Editorial How do we ditch dirty coal power without sending miners to the unemployment line? (Los Angeles Times – March 4, 2016)

http://www.latimes.com/

The nation — in fact, the world — needs to wean itself from fossil fuels if it is to have any hope of managing climate change. Burning coal is particularly bad for the environment, pumping far higher quantities of global-warming compounds into the atmosphere than natural gas, oil or other carbon-based products do.

So it’s heartening that the U.S. has been using less coal to generate electricity in recent years. An unrelated drop in coal-fired steel production in China has also reduced the amount of coal U.S. firms have scratched out of the ground and shipped overseas. Yet more needs to be done to speed up the shift to cleaner, more sustainable energy sources.

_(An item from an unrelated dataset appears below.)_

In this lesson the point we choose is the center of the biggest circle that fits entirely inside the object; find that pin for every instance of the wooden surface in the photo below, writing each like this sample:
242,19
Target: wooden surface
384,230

Though transitioning away from fossil fuels is absolutely necessary, it’s also vitally important to recognize the human and economic cost that such a change entails. That includes a significant number of jobs lost in northern Appalachia, Indiana and Illinois, and Wyoming, where the vast majority of the nation’s existing coal mines are found.

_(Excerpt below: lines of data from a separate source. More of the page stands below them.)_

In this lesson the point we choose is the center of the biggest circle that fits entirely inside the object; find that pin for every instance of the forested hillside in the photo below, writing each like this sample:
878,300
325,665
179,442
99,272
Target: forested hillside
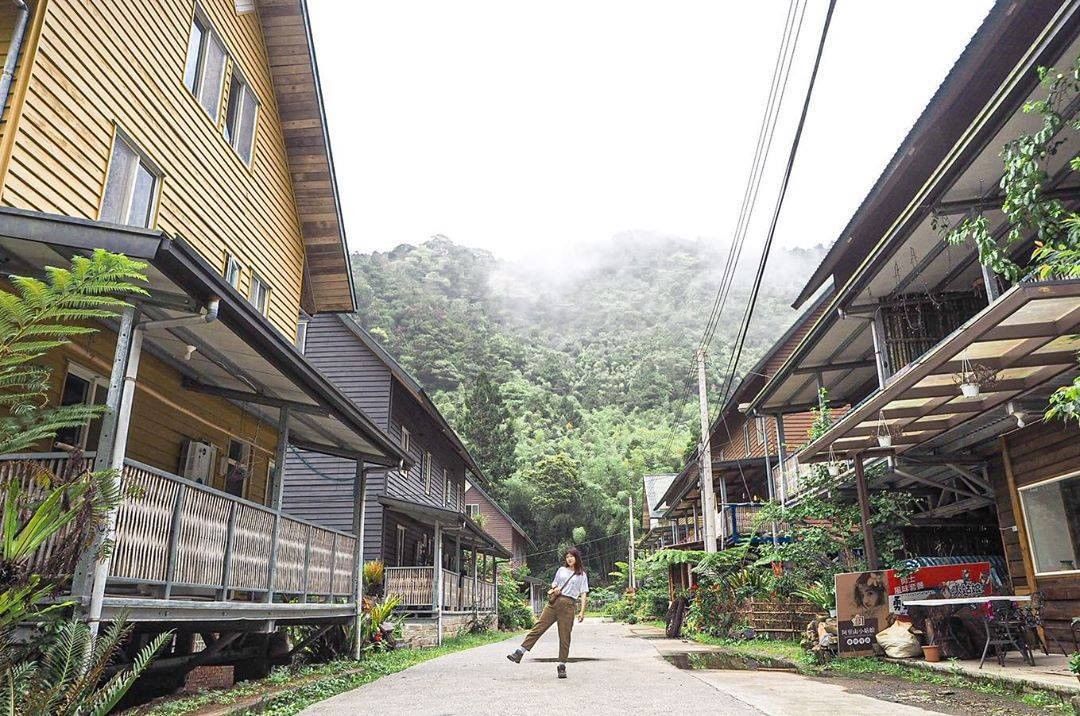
568,381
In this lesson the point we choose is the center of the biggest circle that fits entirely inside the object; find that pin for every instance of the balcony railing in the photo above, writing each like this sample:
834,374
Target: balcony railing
189,540
415,589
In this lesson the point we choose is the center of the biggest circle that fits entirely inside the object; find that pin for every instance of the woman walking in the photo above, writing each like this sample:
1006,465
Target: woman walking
569,585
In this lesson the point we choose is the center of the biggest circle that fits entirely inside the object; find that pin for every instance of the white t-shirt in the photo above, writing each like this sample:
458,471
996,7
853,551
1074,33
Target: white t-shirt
577,585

Closing coal mines means cutting good-paying jobs in places where replacement work for similar pay is hard to come by. Though that shouldn’t slow the move away from fossil fuel, our energy policies need to be mindful of the disparate effect on coal-dependent communities, many of which are in rural and economically weak areas of the country.

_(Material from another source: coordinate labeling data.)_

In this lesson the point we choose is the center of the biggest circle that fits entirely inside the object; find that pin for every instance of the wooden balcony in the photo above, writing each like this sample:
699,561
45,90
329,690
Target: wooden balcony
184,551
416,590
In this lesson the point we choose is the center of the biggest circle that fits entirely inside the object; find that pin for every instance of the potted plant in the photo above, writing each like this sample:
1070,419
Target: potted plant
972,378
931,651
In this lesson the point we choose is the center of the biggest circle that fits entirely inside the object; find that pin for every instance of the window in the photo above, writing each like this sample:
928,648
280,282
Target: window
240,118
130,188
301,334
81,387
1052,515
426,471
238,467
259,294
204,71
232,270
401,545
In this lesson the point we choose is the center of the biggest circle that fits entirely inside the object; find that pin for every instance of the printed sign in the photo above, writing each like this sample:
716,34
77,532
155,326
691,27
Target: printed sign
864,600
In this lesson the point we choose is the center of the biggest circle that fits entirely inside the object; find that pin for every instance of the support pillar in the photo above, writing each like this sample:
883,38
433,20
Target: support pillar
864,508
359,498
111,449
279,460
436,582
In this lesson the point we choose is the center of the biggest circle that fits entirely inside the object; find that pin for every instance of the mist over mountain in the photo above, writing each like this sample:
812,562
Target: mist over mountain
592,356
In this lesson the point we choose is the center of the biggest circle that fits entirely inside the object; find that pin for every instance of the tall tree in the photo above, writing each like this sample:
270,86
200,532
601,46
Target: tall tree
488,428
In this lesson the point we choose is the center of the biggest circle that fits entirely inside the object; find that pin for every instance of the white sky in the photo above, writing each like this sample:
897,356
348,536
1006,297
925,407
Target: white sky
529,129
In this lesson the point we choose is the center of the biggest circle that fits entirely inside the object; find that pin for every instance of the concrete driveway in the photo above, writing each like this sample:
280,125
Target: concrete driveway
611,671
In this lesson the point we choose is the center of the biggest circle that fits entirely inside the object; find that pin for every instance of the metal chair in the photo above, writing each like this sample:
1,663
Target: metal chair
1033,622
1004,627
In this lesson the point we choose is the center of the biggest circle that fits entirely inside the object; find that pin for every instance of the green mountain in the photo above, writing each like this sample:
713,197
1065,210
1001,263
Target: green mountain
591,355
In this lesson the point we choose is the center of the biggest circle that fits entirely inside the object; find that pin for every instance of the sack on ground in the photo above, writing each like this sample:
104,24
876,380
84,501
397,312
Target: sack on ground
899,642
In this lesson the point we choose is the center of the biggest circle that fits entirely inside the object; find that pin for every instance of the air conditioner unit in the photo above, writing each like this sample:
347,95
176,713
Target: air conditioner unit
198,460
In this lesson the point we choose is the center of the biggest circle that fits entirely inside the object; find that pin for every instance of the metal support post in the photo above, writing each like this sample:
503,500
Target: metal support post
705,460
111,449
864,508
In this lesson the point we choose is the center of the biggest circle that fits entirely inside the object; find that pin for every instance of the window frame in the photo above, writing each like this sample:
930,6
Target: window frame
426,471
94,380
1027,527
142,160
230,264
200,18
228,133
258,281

A bill in Congress could mitigate some of that economic impact. The proposed RECLAIM (Revitalizing the Economy of Coal communities by Leveraging local Activities and Investing More) Act would tweak an existing program aimed at securing old abandoned mines — for the sake of public safety as well as environmental protection — to make $1 billion available over five years for economic development primarily in old coal mining areas of Appalachia.